The bleached blonde had a one-piece bathing suit, and two steps later the bathing suit was wadded up in the corner.
Remo preferred not to make a miraculous disappearance that might get people talking, but Sally wasn't exactly moving at lightning speed and she'd see him if he just jumped down to the ground. If he escaped via the roof, the blonde might start asking around about the flying skinny guy. He was stuck between a skank and a wrinkly place....
The peroxide waitress unlatched her door and at that moment Sally and her companion were gone around the corner. Remo jumped off the balcony-fast enough to escape the blonde but slow enough to look normal.
"Come back!" wailed the blonde, her voice muted behind the glass of the balcony door. "Look what I have!"
Remo tried not to look. He tried hard. But then he looked.
The blonde had pressed up against the patio glass, flattening and expanding her impressively large breasts into pale white circles of flesh that were big as dinner plates and, with a little mashing, getting bigger.
On the beach he marveled at the variety of skin shades. Some vacationers were pale as death. Several of the great quivering mounds of flab were pink turning to scarlet with nicely progressing burns.
Alice Aberwicz, however, was in a class by herself. "Hello, Remo!"
The Reigning Master of Sinanju looked this way and that. There was nobody else in his vicinity who might possibly be named Remo.
"I'm talking to you, silly boy!" Alice Aberwicz waved and smiled from her beach chair. Remo approached cautiously and gazed down at a vast, glimmering, bronzed body.
"Do I know you?"
"I saw you check in last night and asked the front desk for your name. I'm Alice Aberwicz."

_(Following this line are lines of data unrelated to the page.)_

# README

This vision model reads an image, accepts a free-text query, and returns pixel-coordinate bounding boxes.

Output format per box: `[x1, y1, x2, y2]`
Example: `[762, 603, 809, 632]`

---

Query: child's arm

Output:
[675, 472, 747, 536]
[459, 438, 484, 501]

Alice Aberwicz wasn't pale or pink. She had a beautiful, bronze tone to her skin. Many hours of careful sunning, turning and basting had to have gone into achieving her perfect overall doneness. Her coating of coconut oil was so thick that it dripped from her elbow when she shielded her eyes from the sun. Being topless, the gesture also hoisted one massive breast off her lap and it, too, dripped oil.